Nous sommes à Berlin, durant l’hiver 1944. Hans Kalterer, agent de
renseignements de la SS, attend de sortir de l’hôpital militaire et ne va pas
tarder à être envoyé à Berlin pour une enquête criminelle. Rupert Haas, déporté
à Buchenwald, profite d’un bombardement aérien sur le camp pour s’évader et
rejoindre Berlin. Leurs destins vont se croiser à l’heure où tout vacille, à
l’approche de la défaite.
Mon avis
Je n’avais pas du tout entendu parler de ce roman avant de le voir sur
l’étal de mon libraire. Il se trouve que le sujet m’a séduite (si je puis
dire), ainsi que la caution des deux auteurs – historiens – par ailleurs
inconnus de moi. Puis une amie m’en a parlé (hello, Miss Cornélia !), elle
venait de le lire, son avis était positif et elle a proposé de me le faire
parvenir.
Je n’ai pas été déçue, c’est du roman noir sans concession. Il n’a pas
pour moi la force de La tristesse du
samouraï, il ne m’a pas secouée à ce point, mais j’ai beaucoup aimé.

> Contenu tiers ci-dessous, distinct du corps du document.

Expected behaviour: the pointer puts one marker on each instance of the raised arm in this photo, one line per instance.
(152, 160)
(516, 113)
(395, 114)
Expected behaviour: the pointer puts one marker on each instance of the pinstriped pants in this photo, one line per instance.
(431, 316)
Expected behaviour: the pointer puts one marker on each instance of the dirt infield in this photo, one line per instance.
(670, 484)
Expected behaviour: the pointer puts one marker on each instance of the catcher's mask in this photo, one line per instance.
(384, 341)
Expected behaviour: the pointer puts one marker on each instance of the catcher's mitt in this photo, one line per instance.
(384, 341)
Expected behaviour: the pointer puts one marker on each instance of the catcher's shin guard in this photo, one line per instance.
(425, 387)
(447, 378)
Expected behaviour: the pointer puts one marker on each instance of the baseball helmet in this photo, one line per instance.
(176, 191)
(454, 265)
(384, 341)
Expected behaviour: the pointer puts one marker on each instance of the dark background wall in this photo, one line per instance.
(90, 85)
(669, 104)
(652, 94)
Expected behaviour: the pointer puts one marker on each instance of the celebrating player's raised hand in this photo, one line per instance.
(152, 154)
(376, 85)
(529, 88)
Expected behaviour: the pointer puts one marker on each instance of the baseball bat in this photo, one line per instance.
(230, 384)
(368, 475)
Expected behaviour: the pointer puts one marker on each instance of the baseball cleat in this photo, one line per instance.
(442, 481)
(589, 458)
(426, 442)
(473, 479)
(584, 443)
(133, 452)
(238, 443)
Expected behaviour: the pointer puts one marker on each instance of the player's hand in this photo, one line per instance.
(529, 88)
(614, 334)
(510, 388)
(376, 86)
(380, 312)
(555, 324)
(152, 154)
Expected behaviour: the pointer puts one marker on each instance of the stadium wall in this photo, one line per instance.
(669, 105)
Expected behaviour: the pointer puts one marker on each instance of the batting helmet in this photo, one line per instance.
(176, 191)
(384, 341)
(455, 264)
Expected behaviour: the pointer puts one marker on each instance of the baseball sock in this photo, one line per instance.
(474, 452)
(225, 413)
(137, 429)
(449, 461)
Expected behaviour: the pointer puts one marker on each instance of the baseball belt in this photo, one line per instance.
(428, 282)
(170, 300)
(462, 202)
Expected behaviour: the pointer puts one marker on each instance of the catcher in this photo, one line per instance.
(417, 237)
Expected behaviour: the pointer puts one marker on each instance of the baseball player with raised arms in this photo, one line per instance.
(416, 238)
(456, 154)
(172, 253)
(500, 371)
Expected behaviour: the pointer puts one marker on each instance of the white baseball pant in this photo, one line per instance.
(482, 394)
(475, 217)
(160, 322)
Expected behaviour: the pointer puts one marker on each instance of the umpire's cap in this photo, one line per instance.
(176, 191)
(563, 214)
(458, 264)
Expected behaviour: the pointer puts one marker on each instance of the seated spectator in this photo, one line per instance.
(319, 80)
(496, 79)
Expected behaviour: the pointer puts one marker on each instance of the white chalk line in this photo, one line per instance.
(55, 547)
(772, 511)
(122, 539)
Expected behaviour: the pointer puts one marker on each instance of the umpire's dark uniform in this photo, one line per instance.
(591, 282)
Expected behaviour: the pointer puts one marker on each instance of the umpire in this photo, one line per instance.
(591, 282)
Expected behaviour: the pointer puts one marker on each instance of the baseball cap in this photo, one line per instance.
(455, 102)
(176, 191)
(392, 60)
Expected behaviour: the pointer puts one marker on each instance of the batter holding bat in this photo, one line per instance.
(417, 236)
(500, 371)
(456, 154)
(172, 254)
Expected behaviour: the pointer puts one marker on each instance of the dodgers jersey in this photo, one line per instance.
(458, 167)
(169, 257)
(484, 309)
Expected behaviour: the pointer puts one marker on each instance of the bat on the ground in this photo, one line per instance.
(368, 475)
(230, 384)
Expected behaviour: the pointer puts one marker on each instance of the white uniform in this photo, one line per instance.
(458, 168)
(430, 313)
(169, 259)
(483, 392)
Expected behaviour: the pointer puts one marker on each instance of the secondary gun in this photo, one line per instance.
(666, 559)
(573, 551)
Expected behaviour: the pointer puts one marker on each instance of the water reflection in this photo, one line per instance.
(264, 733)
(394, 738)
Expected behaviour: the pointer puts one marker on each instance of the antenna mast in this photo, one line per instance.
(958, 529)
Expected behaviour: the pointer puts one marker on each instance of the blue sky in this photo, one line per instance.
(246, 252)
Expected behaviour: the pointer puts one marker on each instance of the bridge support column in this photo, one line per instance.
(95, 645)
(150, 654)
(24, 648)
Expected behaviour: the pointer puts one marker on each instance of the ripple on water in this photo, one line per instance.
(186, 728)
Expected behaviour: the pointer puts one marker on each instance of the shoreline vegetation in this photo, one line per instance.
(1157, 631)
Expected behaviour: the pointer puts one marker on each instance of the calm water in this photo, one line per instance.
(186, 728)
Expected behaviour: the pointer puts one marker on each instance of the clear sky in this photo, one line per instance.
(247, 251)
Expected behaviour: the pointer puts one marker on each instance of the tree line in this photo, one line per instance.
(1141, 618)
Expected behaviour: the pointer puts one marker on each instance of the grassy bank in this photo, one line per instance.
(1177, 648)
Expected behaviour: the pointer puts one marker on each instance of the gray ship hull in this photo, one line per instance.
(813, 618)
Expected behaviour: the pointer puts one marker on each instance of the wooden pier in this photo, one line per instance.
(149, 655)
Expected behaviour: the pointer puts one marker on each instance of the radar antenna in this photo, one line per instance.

Certains aspects m’on fait penser à ce très bon roman de Dominique
Manotti, Le corps noir: la période de
la fin de la guerre, les revirements opportunistes, les conversions
stratégiques, les changements de camp bien pensés… Il y a cela dans Deux dans Berlin, une manière d’évoquer
cette période entre chien et loup, où les opinions vacillent, sans que l’on
sache bien à quoi s’en tenir. Je dois dire aussi que c’est un aspect des choses
que je connais mal: Berlin juste avant la chute complète du régime nazi, en
ruines juste avant l’arrivée des Soviétiques, l’atmosphère terrible des
bombardements alliés, incessants, destructeurs, la pénurie dans la ville.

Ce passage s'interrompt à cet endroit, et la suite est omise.